How is a topical medication different from a transdermal drug?
Both topical (topiceutical) and transdermal medications are applied locally to the skin. However, once transdermal preparations are absorbed through the skin, the bloodstream distributes the medication throughout the body for a systemic effect. To be effective, the transdermal analgesic requires a systemic analgesic concentration. Transdermal drugs provide the same effect, as if the same active ingredient was taken orally. These kinds of patches can be placed to any skin area (according to the product instructions), since the medication will be delivered through the bloodstream to the targeted area in the body. One example is the Durogesic patch (Janssen Pharmaceutica, Titusville, New Jersey).

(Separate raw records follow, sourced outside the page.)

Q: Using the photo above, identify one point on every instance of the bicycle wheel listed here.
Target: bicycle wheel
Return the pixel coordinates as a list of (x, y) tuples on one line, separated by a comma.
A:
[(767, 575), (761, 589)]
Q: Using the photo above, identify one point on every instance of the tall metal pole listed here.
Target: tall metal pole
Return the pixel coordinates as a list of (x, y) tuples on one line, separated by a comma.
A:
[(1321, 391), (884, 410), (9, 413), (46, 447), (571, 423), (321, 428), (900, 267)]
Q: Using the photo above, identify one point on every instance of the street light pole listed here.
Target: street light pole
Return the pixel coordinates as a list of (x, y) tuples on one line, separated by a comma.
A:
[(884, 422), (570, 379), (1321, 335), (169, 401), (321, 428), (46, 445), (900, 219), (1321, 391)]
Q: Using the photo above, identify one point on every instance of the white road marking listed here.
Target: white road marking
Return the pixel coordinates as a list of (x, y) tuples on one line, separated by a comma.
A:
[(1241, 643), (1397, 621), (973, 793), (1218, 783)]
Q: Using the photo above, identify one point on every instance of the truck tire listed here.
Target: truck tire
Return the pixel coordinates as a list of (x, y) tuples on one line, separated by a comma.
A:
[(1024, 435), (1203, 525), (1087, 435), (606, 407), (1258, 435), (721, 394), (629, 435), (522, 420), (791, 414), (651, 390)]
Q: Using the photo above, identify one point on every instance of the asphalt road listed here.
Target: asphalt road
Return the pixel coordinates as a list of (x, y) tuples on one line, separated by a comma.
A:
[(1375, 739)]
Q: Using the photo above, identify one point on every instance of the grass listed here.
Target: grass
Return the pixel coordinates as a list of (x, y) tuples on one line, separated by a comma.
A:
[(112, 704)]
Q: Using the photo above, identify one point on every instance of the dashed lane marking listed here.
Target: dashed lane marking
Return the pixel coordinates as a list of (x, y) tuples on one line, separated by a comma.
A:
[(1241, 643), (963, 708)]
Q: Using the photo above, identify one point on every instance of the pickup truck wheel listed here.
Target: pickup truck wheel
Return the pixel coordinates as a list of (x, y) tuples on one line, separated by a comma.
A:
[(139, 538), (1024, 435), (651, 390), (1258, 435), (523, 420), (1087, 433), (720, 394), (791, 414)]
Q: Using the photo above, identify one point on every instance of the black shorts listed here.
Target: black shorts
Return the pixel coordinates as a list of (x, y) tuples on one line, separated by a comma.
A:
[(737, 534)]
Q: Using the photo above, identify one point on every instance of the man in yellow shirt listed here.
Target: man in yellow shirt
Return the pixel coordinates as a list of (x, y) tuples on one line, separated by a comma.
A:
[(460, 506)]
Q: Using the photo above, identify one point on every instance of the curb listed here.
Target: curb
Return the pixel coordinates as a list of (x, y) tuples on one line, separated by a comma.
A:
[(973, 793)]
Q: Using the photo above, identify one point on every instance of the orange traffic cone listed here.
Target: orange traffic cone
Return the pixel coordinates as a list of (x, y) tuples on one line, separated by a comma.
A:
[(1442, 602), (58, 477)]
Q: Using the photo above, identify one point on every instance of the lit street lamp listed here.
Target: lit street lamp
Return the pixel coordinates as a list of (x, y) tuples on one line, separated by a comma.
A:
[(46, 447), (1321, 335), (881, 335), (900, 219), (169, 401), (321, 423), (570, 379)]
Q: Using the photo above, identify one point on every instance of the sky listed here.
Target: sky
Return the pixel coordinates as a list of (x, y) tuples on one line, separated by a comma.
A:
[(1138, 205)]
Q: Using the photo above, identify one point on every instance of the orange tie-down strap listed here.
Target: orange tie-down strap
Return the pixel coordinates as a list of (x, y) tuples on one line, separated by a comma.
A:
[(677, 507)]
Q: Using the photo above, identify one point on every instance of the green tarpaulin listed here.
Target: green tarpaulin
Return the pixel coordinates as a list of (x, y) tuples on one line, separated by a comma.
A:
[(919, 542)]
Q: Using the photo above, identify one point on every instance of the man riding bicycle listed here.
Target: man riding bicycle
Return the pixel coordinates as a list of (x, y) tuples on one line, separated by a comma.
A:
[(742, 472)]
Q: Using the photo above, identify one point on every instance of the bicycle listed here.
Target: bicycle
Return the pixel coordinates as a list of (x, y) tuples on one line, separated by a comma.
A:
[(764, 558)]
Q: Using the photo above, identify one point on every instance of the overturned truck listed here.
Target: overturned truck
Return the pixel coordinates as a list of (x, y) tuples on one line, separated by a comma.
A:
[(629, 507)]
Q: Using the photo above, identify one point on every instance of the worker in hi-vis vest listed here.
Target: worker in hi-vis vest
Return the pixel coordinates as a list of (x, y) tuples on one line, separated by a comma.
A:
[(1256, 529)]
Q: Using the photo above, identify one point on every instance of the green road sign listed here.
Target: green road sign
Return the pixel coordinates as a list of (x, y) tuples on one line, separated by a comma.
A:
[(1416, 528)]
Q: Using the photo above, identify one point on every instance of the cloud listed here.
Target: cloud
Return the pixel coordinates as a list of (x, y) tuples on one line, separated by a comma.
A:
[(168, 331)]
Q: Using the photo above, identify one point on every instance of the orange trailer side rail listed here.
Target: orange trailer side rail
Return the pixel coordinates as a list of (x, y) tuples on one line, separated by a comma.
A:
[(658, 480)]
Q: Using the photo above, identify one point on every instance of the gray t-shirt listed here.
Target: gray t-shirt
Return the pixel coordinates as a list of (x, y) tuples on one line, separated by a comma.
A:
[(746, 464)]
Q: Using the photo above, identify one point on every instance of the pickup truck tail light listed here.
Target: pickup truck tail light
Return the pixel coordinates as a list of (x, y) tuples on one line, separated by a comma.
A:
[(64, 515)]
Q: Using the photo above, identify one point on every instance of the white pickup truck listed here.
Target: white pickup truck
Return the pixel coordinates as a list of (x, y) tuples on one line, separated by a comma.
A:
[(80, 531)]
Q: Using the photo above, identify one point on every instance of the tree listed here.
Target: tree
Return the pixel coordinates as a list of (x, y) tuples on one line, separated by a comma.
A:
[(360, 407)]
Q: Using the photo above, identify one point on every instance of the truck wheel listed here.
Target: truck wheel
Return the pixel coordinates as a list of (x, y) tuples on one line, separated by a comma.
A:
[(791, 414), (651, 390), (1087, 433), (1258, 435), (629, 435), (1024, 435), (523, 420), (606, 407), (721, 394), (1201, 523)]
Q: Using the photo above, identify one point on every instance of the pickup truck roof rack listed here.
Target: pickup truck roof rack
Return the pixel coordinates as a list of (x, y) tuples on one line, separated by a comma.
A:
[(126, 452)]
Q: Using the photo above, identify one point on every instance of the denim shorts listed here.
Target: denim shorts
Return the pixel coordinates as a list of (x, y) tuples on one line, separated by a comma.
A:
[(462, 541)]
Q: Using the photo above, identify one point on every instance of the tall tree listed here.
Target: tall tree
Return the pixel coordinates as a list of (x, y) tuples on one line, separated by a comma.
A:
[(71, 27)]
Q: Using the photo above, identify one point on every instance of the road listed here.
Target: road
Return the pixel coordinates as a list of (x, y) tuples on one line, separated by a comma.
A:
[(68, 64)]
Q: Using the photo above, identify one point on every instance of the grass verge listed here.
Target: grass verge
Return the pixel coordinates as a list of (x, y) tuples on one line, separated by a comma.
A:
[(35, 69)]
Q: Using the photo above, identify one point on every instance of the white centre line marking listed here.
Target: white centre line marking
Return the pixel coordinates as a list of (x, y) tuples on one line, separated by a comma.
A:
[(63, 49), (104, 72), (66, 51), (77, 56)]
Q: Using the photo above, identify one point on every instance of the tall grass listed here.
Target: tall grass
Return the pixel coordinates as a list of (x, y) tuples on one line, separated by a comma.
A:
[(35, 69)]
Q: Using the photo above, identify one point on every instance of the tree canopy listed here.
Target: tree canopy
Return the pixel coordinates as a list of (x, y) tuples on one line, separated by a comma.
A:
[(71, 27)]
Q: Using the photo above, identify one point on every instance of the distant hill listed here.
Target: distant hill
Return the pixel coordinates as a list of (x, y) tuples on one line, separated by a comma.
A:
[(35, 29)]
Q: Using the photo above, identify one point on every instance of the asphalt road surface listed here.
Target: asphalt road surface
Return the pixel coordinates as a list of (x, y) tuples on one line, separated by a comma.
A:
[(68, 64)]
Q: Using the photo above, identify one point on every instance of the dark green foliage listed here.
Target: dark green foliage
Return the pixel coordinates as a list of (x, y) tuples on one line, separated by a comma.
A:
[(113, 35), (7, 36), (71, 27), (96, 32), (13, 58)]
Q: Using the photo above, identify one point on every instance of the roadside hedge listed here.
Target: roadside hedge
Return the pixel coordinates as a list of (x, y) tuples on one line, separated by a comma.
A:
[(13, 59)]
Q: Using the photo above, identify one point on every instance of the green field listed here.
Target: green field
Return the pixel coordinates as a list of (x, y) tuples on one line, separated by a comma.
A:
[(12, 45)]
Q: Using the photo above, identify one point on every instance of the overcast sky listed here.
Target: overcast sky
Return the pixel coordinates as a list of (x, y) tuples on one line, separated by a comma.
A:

In comparison, a topical patch produces more local effects. Once the medication penetrates skin, it takes its effect on tissues (muscles, ligaments, tendons, nerves) that lie directly underneath the area where it was applied on the skin application. These medications do not reach the bloodstream, so they do not result in any significant systemic concentration of analgesic. However, topical medications must be used according to the package instructions, because excessive application for extended periods of time over a larger area can promote increased medication penetration, leading to accumulation in the bloodstream, which may cause side effects. Topical patches include but are not limited to the Bengay spa cream (Pfizer, New York), Lidoderm patch (Endo Pharmaceuticals, Chadds Ford, Pennsylvania), and EMLA cream (2.5% lidocaine and prilocaine 2.5%) (AstraZeneca, Wilmington, Delaware).
Topical agents that are delivered directly to targeted tissues under the skin are advantageous over systemic pain medications for several reasons. One reason is that there is a lower risk of unwanted side effects in the body. For example, topical nonsteroidal antiinflammatory agents (NSAIDs) for controlling pain with osteoarthritis and rheumatic diseases were found to be effective and avoided the gastrointestinal adverse effects of oral NSAIDs like peptic ulcers and hemorrhage. Since topical agents do not result in bodywide (systemic) concentrations or lead to drug-drug interactions, these medications can be safely added to an existing pain treatment plan without worry. Patients with chronic pain conditions may be receiving other pharmacological therapies for their comorbid conditions, so the ability to add a topiceutical to their existing regiment is clinically helpful.